The decapitated self – on the latent violence of formatio vitae in artistic self-fashioning processes around 1800
The project addresses the continuing presence of violent images from the reformation and baroque period in autobiographical records around 1800. The material studied is writings that are autobiographical, in the broadest sense, which make a link from the attempt to fashion oneself as a process of gaining self-awareness to the question of the writer’s own status as artist and the limits and possibilities of artistic representation. The project pursues the hypothesis that a latent, suppressed violence is present in this self-formation at precisely the moment when self-presentation took centre-stage in literary interest in the 18th century.
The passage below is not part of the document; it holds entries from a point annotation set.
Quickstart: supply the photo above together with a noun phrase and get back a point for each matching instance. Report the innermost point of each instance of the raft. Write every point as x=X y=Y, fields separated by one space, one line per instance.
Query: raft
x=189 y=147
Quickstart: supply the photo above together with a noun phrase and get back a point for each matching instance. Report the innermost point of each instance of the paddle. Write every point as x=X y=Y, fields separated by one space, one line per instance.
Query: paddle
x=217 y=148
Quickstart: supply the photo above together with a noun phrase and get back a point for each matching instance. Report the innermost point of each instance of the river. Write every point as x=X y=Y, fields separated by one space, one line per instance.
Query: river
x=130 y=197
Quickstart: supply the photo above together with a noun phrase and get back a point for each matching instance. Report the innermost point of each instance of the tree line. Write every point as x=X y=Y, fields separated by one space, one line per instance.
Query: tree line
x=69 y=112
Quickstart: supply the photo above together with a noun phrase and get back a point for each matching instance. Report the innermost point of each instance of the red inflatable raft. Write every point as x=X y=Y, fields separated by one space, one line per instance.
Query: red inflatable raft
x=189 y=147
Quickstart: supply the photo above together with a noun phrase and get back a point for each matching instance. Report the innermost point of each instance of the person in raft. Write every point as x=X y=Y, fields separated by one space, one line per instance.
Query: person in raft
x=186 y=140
In the baroque period it is above all in the fine arts that one finds an aggressive engagement with the violent side of artistic production (the commonplace of the artist as victim, self-portraits in the form of decapitated heads, for example by Caravaggio and Cranach, etc.), but in the train of the enlightenment the violent moment was increasingly pushed to the background in the discourse of classicism around 1800. That which is formed by violence, the deforming and mortifying, which is inherent in process of self-fashioning as formatio vitae, retreats in favour of a harmonising and vivifying pursuit of the whole. “Pygmalion” suppresses “Medusa”, but she remains present as a subtext in the aesthetic discourses and practices of the late 18th century, and finds her special place in autobiographical texts, these being the form expressly concerned with the connection between the problems of subject, form and fashioning.